I'm beginning to get into maths outside of school and at the moment I'm refreshing myself on the basics which explains why this question appears to be so simple.
I formulated this equation to find the answer to a question:
$n^2 = 18n$
I then manipulated it to:
$n^2 - 18n = 0$
So this is now a quadratic equation (right?), the problem is that there are 2 solutions.
$(n-6)(n+3) = 0$
$(n-9)(n+2) = 0$
In this case, are both solutions acceptable or am I doing something wrong?
On
$n^2-18n=0\\n\times n-18\times n=0$
so there are $(n-18)$ groups of $n$ and end up with
$n\times(n-18)=0\\ n(n-18)=0$
Now if two numbers multiply to get 0, either the first one or the second one is zero.
$n=0$ or $n-18=0$
$n=0$ or $n=18$
You can always test your solution by substituting back into $n$.
On
I suspect your mistake is that you've misunderstood factorising quadratic expressions. You have listed the factor pairs of $18$ and put them into brackets which is incorrect. Factorising is a bit of an art and takes a little time to get used to but the key fact here is there is no constant term.

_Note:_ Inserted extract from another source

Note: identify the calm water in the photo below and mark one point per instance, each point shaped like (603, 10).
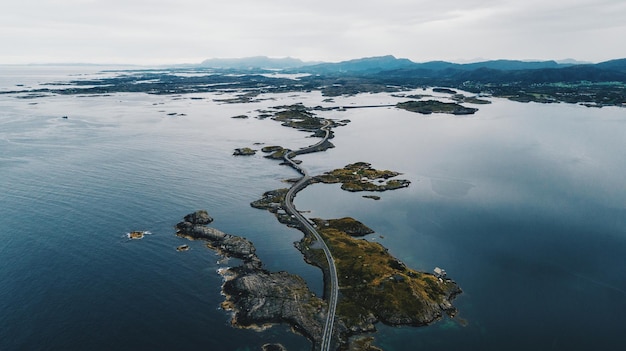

Usually this hints at taking a factor of $n$ out to give $n(n-18)=0$ I'd advise revising factoring before move on it'll help in the long run.
Hope this helps.
There's your problem:
$$(n-6)(n+3) = n^2 - 6n - 18 \neq n^2 -18n$$
Also
$$(n-9)(n+2) = n^2 - 7n - 18\neq n^2 - 18n$$
However, you can simplify $$n^2-18n =n(n-18)$$